With regards to this, Griffiths (2001) asserts that the argument about information can be used to explain the influence of environment over development. Griffiths (2001) holds that information about the sex of mammals is genetically coded. However, Maynard (2000) argues that the case is different for reptiles. In these animals, sex is determined by the temperature in which eggs are incubated. As such, the development of the organisms is influenced by environmental factors. Other animals change sex in the course of development. A case in point is some species of fish, which switch their sex to adapt to the environment.

The notion that genes contain information as far as phenotype is concerned is not an ideal common sense in itself. The reason is that this argument does not explain the cause or purpose of other signals. Such a scenario implies that all traits are influenced by both genetic and environmental factors. In light of this, it is important to reconstruct the innate versus acquired debate to account for the different ways through which internal and external systems interact with one another.

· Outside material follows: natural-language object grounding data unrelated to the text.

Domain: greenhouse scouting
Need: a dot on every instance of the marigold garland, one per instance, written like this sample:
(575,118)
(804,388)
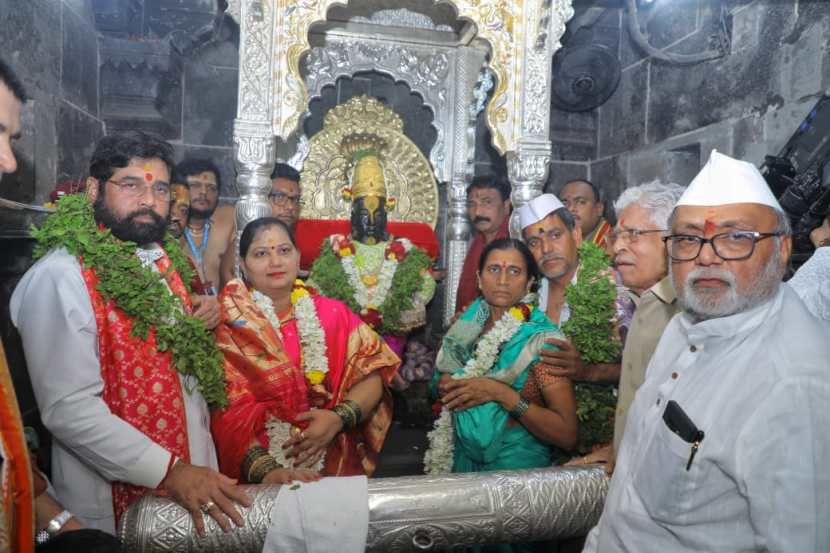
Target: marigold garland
(138,291)
(331,279)
(591,329)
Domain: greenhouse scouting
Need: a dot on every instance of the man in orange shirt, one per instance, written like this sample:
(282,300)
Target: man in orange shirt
(488,208)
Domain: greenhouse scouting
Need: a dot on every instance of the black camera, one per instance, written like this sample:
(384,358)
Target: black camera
(800,177)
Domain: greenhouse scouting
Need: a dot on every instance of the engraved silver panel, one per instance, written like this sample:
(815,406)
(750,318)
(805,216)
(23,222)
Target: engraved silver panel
(411,513)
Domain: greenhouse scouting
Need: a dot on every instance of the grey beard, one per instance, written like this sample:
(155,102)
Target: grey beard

Maynard (2000) provides an example to explain the interaction between the genes (internal system) and the environment (external system). Maynard (2000) holds that this relationship can be explained using the “norm of reaction” ideology. An illustration of this is the development of the genotype in relation to environmental variables.

Maynard (2000) suggests that in this kind of engagement, two organisms sharing the same genotype will exhibit similar phenotypic traits regardless of the environmental dynamics. Griffiths (2001) concurs with this ideology. The scholar argues that a given phenotypic trait is genetically determined, although it may be influenced by external factors. Some critics have refuted these claims. However, their contentions have not provided a viable alternative explanation.

Another form of reaction involves additive interactions between genetic and environmental influences. It is noted that within a given range of signals from external forces or systems, genotype maintains a ‘constant variation’. There are no fluctuations across the continuum. In this case, the genes are regarded as variables that do not take part in the development of individual traits. However, the genome is more than just a spectator in these dynamics.

It determines the differences between individuals. To put it differently, one can argue that the genotype and the environment work together to establish the end product (organism). The effects of each of these factors on the final outcome are functions of specified values determined by the nature of the interaction. According to Maynard (2000), inherent traits are brought about by genes that contain information on the development of the organism.


In this paper, the debate revolving around the issue of innate versus acquired traits was addressed. The proponents and opponents that have established their stands in this controversy cite various reasons to support their arguments. They cite the findings of studies conducted in, among others, linguistics, psychology, and biology.

In the current report, it was established that there is a unique relationship between the environment and the individual genetic composition in organisms. Some traits are innate, while others are acquired from the external environment. However, Maynard has failed to effectively address the debate revolving around the relationship between the genes and the environment.


Griffiths, P. (2001). Genetic information: A metaphor in search of a theory. Philosophy of Science, 68(3), 394-412.

Kaplan, M. (2000). The limits and lies of human genetics research. London: Routledge.

Maynard, S. (2000).The concept of information in biology. Philosophy of Science, 68(2), 177-194.